Neural Network cannot approximate sin function

Cero · March 31, 2019, 8:29am

I’m trying to learn how to use Pytorch and wanted to start with a really simple test.
So I’ve created a function f(x) = np.sin(x * 50) * 500 + x * 2000
and I want a Feedforward Neural Network to approximate this in the range [0,1].

I’ve created 5000 equally distributed samples and just trained the network on all samples. I do not care if it overfits, its just for testing.
From my tests it seems like my network approximates just a linear function or the mean of my samples…
I’ve tried to play with the amount of layers but even a network with 3 layers with around 100 neurons wasn’t able to find a good solution.

So I’m pretty sure I’m using Pytorch incorrectly but I cannot find my error.
Below you can find my SourceCode, I think the most important part are the two for loops which contain the training procedure.

Code

import torch
import torch.nn as nn
import torch.optim as optim
import numpy as np
import matplotlib.pyplot as plt

# the target function
def func(x):
    return np.sin(x * 50) * 500 + x * 2000

# plot the target function
x_steps = np.linspace(0, 1, 5000)
y_steps = func(x_steps)
plt.plot(x_steps, y_steps)

# Create the model, optimizer and the loss function
model = nn.Sequential(
                    nn.Linear(1, 64),
                    nn.ReLU(),
                    nn.Linear(64, 32),
                    nn.ReLU(),
                    nn.Linear(32, 1))
optimizer = optim.Adam(model.parameters(), 0.1)
loss_func = nn.MSELoss()

# Create random index "batches"
indexes = np.array(list(range(len(x_steps))), dtype=np.int)
np.random.shuffle(indexes)
batches = torch.split(torch.from_numpy(indexes), 64)

# Training
for epoch in range(100):
    for batch in batches:
        x_batch = x_steps[batch]
        y_batch = y_steps[batch]
        
        prediction = model(torch.Tensor(x_batch.reshape((-1,1))))
        loss = loss_func(prediction, torch.Tensor(y_batch.reshape((-1,1))))
    
        optimizer.zero_grad()
        loss.backward()
        optimizer.step()
        
        print(loss.detach().numpy())

# Test if the function was approximated
predictions = model(torch.Tensor(np.reshape(x_steps, (-1,1))))
plt.plot(x_steps, y_steps)
plt.show()
plt.plot(x_steps, predictions.detach().numpy())
plt.show()

Tony-Y · March 31, 2019, 9:25am

My PyTorch example could help you.

justusschock · March 31, 2019, 10:14am

How long did you train the network? Maybe the L1 loss would be a better oder in this case?

Cero · March 31, 2019, 10:53am

I’m currently training the network with a training set of 5000 samples and a batch size of 64 for around 200-500 epochs.
Additionally the training data has no noise.

I thought it would be simple to approximate the data.

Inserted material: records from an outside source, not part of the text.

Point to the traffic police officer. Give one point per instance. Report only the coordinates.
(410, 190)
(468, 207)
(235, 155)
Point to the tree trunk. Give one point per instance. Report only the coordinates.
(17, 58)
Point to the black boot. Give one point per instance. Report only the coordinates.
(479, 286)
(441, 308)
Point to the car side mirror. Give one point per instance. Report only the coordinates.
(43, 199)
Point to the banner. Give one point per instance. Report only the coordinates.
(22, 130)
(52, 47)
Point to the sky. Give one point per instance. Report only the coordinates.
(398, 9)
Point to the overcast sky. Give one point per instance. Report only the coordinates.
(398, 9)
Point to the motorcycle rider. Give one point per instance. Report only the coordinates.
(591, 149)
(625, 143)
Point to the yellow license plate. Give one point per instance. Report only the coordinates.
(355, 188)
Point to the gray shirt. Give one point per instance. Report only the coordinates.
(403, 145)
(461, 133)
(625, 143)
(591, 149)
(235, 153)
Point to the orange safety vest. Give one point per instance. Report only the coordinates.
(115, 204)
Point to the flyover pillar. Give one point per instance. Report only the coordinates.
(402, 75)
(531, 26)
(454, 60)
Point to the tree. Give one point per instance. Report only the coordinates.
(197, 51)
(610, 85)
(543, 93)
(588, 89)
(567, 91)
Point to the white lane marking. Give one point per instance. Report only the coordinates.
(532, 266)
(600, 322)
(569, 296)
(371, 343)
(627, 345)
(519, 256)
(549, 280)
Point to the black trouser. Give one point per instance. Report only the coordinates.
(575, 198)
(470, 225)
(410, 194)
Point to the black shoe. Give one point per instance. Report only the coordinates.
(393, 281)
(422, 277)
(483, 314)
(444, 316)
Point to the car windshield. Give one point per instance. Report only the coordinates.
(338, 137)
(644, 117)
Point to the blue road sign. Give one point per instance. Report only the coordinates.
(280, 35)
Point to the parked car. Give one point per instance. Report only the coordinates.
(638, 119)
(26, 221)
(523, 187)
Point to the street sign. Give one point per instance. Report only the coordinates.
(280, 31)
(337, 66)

I’ve tried it with L1Loss and MSELoss also I switched between SGD and Adam but all of them either converge to an linear function or the mean.
Even when I increase the training data and epochs.

@Tony-Y I appreciate your example but it seems like you additionally use the derivative?
After changing the target function to x^2 my code seems to work fine. Even some other functions are perfectly approximated. Does that mean that neural networks are not able to easily approximate periodic functions?

justusschock · March 31, 2019, 11:11am

This should usually be sufficient.

Theoretically, they should be able to approximate any function according to the universal approximation theorem. If I have some time later this day, I’ll try myself to get it working.

Tony-Y · March 31, 2019, 11:33am

Why my example uses the derivative is because I considered a problem with force data in addition to potential data. My example uses only 100 sample points because of the use of both potential and force data. If you use 5 layers and 500 hidden units for your model like my code, and train it for several thousand steps (20,000 steps for my code), can your modified model learn the sine function?

Cero · April 1, 2019, 9:37am

After some testing I’ve realized that my learning rate was always too small.
When setting the learning rate to 0.1 the AdamOptimizer was able to approximate a good function.

The small learning rate was propably responsible for the optimizer getting stuck in an local optima and from which he could not escape.